Sonuç olarak, Söz’ü duyurmak önemlidir ama pastörlük kürsüde bitmez. Pastörün yüreğinden, koyunları için niyet ettiklerine ve ilişkilerine kadar uzanır. Pastörlük hizmetine çağrılanların çağrılarına sadık kalmaya, değişim için Tanrı’ya güvenmeye, koyunları Tanrı’nın istediği gibi olsun diye onlar uğruna acı çekmeye istekli olmaları esastır.
- 1Timothy Laniak, Shepherds After My Own Heart (Downers Grove, Illinois: InterVarsity, 2006).
- 2Bu deyim ve aşağıda yer alan görüşleri arkadaşım Steve Waterhouse’a borçluyum.
- 3Stephen Greggo, “Counseling Care and Evangelical Pastoral Leadership: Implications for Seminary Education,” Trinity Journal, Cilt 35, Sayı 2 (Sonbahar 2014), s. 290.

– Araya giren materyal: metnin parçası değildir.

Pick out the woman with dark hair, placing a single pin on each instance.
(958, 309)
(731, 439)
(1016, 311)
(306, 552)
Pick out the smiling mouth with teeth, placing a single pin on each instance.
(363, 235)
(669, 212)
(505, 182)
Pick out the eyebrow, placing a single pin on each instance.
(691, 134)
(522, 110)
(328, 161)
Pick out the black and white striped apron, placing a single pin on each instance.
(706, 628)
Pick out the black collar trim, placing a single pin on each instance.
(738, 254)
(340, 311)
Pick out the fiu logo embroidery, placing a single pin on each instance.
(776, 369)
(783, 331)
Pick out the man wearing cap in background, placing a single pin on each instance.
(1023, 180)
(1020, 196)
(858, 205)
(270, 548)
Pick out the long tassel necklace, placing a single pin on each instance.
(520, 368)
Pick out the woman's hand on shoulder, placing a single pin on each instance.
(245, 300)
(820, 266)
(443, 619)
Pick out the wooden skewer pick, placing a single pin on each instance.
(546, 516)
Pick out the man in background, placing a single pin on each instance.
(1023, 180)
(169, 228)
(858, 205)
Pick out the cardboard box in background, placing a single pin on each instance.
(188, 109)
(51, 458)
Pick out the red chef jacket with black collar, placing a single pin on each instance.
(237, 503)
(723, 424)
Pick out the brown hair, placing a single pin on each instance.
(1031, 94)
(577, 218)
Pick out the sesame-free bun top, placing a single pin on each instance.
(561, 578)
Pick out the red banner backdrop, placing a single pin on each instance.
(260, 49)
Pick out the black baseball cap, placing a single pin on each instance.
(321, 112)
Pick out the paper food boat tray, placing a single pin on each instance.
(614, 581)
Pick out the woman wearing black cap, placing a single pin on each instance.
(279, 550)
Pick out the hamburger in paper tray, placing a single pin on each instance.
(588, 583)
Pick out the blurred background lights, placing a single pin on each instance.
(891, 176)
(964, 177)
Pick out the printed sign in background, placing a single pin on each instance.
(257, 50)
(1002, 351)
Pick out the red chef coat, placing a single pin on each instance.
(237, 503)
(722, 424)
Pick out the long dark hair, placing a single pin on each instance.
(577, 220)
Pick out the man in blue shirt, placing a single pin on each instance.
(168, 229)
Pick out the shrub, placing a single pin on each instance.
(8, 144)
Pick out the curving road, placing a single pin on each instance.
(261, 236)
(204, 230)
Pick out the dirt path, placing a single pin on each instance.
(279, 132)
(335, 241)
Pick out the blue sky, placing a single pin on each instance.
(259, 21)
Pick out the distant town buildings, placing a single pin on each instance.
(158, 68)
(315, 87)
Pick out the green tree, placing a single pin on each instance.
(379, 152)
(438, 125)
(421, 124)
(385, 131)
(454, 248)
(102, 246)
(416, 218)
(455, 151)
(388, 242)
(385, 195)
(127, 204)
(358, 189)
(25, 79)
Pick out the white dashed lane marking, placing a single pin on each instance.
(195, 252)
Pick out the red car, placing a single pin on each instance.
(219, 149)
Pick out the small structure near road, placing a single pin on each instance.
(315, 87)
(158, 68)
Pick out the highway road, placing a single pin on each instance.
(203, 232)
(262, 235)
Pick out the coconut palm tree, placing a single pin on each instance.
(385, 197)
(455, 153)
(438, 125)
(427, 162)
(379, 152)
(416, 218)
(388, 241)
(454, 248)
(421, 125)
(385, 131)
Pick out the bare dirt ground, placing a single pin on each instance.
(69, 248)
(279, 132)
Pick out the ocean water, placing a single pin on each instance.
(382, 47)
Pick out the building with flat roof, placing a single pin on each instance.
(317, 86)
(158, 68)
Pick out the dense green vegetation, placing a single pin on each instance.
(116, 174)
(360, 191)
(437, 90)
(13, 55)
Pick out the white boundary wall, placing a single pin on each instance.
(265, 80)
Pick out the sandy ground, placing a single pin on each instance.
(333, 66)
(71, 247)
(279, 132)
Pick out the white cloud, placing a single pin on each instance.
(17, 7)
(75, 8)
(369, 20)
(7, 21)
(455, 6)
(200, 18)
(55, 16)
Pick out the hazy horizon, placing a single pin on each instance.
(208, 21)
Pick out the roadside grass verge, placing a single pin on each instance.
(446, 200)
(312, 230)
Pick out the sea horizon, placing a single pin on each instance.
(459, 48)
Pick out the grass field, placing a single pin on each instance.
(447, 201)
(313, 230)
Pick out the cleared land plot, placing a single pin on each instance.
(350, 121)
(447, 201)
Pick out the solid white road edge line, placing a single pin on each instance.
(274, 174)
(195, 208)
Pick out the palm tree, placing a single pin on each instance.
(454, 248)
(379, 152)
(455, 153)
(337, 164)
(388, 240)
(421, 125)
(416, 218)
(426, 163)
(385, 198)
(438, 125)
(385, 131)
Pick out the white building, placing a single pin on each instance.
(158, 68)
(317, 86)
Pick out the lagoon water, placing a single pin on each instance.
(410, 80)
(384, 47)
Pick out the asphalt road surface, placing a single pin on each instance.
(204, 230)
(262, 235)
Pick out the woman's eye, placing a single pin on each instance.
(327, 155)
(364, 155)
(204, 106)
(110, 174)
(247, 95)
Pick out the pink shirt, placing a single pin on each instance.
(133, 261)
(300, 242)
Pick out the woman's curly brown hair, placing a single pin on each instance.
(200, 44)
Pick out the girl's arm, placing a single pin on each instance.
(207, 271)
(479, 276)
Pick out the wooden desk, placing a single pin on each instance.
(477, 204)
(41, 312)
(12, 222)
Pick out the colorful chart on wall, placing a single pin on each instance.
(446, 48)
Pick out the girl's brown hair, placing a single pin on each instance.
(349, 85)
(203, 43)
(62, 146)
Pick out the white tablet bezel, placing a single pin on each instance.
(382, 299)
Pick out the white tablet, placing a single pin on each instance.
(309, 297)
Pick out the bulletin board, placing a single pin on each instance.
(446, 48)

- 4Zack Eswine, Sensing Jesus (Wheaton, Illinois: Crossway, 2013), s. 273. Eswine’nin bu kitabı, “insan üstü” çaba sarf etmek zihniyeti ardına saklanmayan hakiki bir “insan”ın insansal ölçülerle hizmeti geliştirmeye gösterdiği gayreti anlatan muazzam bir kaynaktır.